Janela Poética V

Valeska Brinkmann

 

Foto: Almir Bindilatti

 

Querer nada pouco

 

Beber montanhas
escalar mares
marejar segredos
segredar amor
amar ideias
idealizar vida
regenerar árvores
arvorecer ruas
abstecer sóis
ensolarar janelas
abrir livros
livrar deuses
endeusar Terra
plantar palavra.

 

 

 

***

 

 

 

Eu sou bicho

 

eu sou bicho
sou cavalo, sou cachorro
sou alce, sou raposa
ando pelos prados e bosques
por ruas e becos
na noite fria
corro pela beira do mar
meu sangue é tinto
meu corpo é quente
a palavra é só um eco.

 

 

 

***

 

 

 

Na praia com pedras

 

na praia com pedras
dois caranguejos e um cachorro
brincavam
eu era um menino pequeno,
me lembro bem
a onda passava por cima
dos caranguejos
minhas pupilas negras
cheias de ondas do mar
os olhos dos caranguejos
duas bolinhas molhadas
as pupilas escuras do cão
globos sensíveis de lágrimas salgadas
Um casal sacudia a toalha
de praia
mais para trás
por causa do avanço do mar

 

 

 

***

 

 

 

É que hoje não dá mais para

 

ficar ofendendo
ficar insultando
ficar engolindo
sair atirando
ser racista
ser misógino
ser fascista
ficar incógnito
ser cínico
compactuar
achar que tudo foi lula
quando no gabinete senta agora uma mula
(Sem cabeça)
simular que está tudo bem
crer que o problema é além
fingir que a lama do rio é natural
achar que o loiro é angelical
acabar com a natureza
dar razão ao ministro
confiar num sinistro
não demarcar T.I.
sair cortando mato por aí
roubar verba de escola e universidade
abrir alas para a calamidade
é que não dá mais
não dá mais para
só aliviar a coceira
epiderme cheia de verme
não dá mais a parvoíce.

 

 

 

***

 

 

 

Vazio dentro de mim

 

vazio dentro de mim
pau-oco, vácuo, limbo
o espaço entre dois vagões de trem
bateria descarregada
me sinto arriada
quando vai passar?
quando vai voltar o ânimo?

não tenho medo do monstro
ele só faz eu querer
vomitar

Não é ensaio
é a cegueira mesmo.
E o que brecht escreveu em 1938
vale agora 2018
poeta alemão me consola e
uma música do tom:
é o fim do caminho
é pau…tanta paulada

 

 

 

***

 

 

 

Poema sobre dor

 

a foto que vi no jornal
me doeu como um soco
no estômago
o menino de quatro anos
afogado
na beira
de um mar
seu pequeno corpo estendido
sua pequena alma voando

pessoas fugindo
da dor e do medo
em barcos infláveis
cheios de pessoas
fugindo da dor do medo

um soco no teu estômago
topada no joelho, pancada na cabeça
a bomba
e o medo da dor não ter fim

 

Valeska Brinkmann nasceu em Santos, 1972. Estudou Radio e TV na FAAP (SP).
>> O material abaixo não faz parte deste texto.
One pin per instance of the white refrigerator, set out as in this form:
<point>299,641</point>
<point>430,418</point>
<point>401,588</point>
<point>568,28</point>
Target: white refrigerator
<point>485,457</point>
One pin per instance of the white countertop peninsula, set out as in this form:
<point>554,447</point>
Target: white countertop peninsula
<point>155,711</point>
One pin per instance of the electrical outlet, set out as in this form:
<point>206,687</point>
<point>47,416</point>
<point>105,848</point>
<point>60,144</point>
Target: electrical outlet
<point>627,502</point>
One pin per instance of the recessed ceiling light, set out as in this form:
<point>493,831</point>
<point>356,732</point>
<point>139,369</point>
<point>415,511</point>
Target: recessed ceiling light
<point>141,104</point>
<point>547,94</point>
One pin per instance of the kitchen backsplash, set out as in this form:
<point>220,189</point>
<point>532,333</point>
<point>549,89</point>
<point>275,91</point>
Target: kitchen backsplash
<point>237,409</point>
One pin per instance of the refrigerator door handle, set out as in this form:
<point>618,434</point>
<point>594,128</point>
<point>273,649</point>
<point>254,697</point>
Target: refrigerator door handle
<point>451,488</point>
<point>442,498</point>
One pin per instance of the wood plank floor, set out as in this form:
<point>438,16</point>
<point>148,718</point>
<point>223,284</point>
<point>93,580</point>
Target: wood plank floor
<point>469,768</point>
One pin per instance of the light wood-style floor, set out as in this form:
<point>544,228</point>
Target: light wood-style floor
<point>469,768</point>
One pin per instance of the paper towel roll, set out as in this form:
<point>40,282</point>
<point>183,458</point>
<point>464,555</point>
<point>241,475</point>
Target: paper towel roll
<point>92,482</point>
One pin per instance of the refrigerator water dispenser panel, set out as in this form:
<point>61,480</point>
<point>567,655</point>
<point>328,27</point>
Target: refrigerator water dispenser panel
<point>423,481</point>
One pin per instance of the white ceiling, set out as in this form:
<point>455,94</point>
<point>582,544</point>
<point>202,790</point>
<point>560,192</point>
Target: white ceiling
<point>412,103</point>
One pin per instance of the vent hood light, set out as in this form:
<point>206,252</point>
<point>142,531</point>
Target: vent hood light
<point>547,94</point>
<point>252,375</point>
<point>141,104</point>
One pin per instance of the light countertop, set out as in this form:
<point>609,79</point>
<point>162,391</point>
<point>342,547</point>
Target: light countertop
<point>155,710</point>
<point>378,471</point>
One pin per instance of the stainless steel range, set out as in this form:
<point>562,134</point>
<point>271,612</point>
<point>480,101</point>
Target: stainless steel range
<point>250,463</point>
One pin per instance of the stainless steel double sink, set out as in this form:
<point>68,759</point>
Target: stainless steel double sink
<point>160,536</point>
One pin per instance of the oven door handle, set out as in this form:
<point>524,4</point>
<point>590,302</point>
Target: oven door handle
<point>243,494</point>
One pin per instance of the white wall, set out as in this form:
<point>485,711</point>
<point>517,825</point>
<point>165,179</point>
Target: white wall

Escreve histórias para crianças, contos e poemas, tem textos em Antologias na Alemanha, Brasil, e Portugal e em sites literários como Stadtsprache Magazin, Literaturabr, escamandro (traduçoes). É integrante do coletivo GLENSE (guerrilha literária espontânea na sala de estar. Publicou em 2016 O livro infantil bilíngue “Pedrina- a perua que queria ser pavão” pela editora Bübül Verlag Berlin.